The Secrets Behind the Trans-Pacific Partnership
You may or may not have heard that negotiations are currently underway in Ottawa, Canada to complete the Trans-Pacific Partnership (TPP). The TPP is a free-trade agreement between 12 pacific-rim countries (United States, Canada, Australia, Brunei, Chile, Japan, Malaysia, Mexico, New Zealand, Peru, Singapore, and Vietnam) who are working to create the world’s largest free-trade pact under conditions of complete secrecy.
Why are the negotiations are being kept under lock and key? Because if the conditions of the agreement were to be released, it’s doubtful that the 800 million people whose lives are about to be changed would allow the negotiations to continue.
Free-trade proponents (which include both Democratic and Republican parties in the United States) argue that free-trade agreements create economic benefits and wealth for all those involved. They claim that free-trade agreements make economies more efficient by expanding economic competition beyond national borders. According to free-trade doctrine, efficiency leads to greater wealth and benefit for all.

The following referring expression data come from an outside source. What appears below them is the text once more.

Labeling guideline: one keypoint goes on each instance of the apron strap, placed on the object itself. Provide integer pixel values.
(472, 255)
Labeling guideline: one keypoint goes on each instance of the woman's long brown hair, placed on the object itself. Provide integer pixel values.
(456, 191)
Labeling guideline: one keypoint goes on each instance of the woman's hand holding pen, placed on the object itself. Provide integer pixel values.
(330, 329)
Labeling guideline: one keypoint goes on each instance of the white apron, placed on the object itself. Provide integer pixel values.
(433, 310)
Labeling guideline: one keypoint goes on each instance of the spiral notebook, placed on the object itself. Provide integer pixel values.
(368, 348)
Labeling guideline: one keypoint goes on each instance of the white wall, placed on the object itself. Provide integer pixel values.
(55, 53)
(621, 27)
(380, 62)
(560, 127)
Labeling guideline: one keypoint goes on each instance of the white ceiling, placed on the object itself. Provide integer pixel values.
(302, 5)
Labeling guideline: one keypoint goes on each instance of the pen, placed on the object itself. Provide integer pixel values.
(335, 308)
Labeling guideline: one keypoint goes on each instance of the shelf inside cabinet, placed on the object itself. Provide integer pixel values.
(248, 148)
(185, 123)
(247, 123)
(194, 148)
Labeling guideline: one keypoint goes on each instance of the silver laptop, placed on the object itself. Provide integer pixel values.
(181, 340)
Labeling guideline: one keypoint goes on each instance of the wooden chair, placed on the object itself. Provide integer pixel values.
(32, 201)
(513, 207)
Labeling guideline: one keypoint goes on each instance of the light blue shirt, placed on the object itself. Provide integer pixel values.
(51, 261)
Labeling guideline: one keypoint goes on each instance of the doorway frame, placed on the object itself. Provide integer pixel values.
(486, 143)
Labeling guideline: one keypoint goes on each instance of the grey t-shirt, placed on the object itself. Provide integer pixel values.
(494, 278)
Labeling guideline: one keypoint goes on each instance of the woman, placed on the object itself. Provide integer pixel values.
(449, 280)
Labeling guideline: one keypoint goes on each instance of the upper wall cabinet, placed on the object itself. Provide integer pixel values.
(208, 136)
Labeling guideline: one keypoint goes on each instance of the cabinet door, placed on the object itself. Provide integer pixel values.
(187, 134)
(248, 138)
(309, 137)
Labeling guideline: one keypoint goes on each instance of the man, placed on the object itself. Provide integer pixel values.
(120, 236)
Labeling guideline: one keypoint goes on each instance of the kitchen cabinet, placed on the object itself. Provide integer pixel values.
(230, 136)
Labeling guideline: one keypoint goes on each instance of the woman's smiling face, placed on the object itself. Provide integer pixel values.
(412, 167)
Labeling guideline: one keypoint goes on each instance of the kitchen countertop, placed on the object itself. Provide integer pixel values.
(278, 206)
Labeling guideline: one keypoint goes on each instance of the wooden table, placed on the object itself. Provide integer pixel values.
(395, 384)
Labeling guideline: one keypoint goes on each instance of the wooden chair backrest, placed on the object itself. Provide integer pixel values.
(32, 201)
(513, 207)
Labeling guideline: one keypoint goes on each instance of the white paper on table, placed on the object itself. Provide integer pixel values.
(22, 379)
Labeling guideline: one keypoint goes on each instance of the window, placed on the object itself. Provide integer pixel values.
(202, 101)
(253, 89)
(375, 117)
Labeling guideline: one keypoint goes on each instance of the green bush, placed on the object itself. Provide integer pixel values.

Free-Trade proponents also claim that economic competition necessarily brings greater democracy. Hillary Clinton, one of the most important supporters of TPP during US President Obama’s presidency, said that “democracy and prosperity go hand-in-hand”. Free-Trade hawks like Clinton will never tell you that free-trade agreements usually benefit a select few within each of the participating countries, primarily those who direct the businesses and corporations with enough wealth and resources to control supply chains that stretch across borders and oceans.
NAFTA created a wave of forced migration
The North American Free Trade Agreement (NAFTA) was a boon for United States agribusiness corporations. Companies like Monsanto, Cargill, Syngenta, and others have grown and extended their reach under NAFTA. US agriculture is both industrial and heavily subsidized by the US Department of Agriculture. Each year industrial farmers in the US purchase corporate seeds to produce a massive surplus crop that drives overall prices down. NAFTA opened up Mexican and Canadian markets to large-scale dumping of this surplus.
NAFTA guaranteed markets for US agribusiness companies and farmers, but dumping also drove corn prices in Mexico so low that small farmers in Mexico could not sell their own produce. Millions of farmers were forced to migrate from Latin America to the United States to find work and survive.
It’s no coincidence that the United States has free-trade agreements with the countries who provide the largest and fastest growing population of undocumented immigrants in the United States (Mexico, Guatemala, El Salvador, Honduras). Free-trade agreements extend market access for corporations, but they also keep in place the systems of legal citizenship that exclude non-citizens from protections against labor exploitation and violence.
Who will feed us?
Agriculture is a major component of the TPP, and squabbles have already occurred over the unfair subsidies and restrictions that more powerful countries wield in trade negotiations. Squabbles over subsidies during the negotiations, however, are usually meant to protect business interests in both countries.
small and family farmers almost never influence trade negotiations, and NAFTA has shown that small farmers are some of the hardest hit by free-trade agreements. In response, small farmers’ organizations are a militant but little noticed element of anti-globalization protests. They helped to form the solidarity networks that were successful in shutting down the WTO N30 protests in Seattle in 1998, and organizations like La Via Campesina were major participants in anti-WTO protests since then.
Over the last few years, governments organizing trade negotiations have learned in step with protestors; they are now quite good at controlling crowds and keeping trade negotiations going in spite of protests. Secrecy imposed upon the TPP negotiations is a tactic that keeps opponents from making arguments against the TPP, because almost nothing about the agreement is known (A few chapters have been leaked and are available at Wikileaks, a website that published secret and classified documents).
Resisting the TPP
We must resist the TPP and prevent it from moving forward, but we must quickly develop new tactics for doing so. No single tactic has yet been successful, but some organizations are already doing great work. BAYAN-USA, an alliance of 18 progressive Filipino organizations in the United States, held an online teach in and webinar that highlighted the fact that the TPP is coming alongside a refocusing of U.S. military might towards the pacific (referred to as the “Asia Pacific Pivot”). Conversations like these are essential for developing a broad critique of the TPP and creating links across movements. They make the important point that free trade usually comes alongside US military bases.
Defeating the TPP will also require that we develop an alternative vision for agriculture that puts power and creativity into the hands of small farmers and cuts global agribusiness completely out of the picture. We write frequently about the System of Crop Intensification because we believe that its emphasis on indigenous seeds and small farmer innovation, its adaptability to climactic variation, and its bountiful harvests make it an effective alternative. However, SCI is not the only possible alternative nor is it sufficient by itself. Another innovative example comes from Niger where farmers are using trees to hold groundwater and reclaim desert land.
A new global agriculture will require us to imagine and create new knowledge sets and infrastructures that will support the billions of small farmers that continue to feed the world today.
The work has already started, now it’s up to us to keep it going.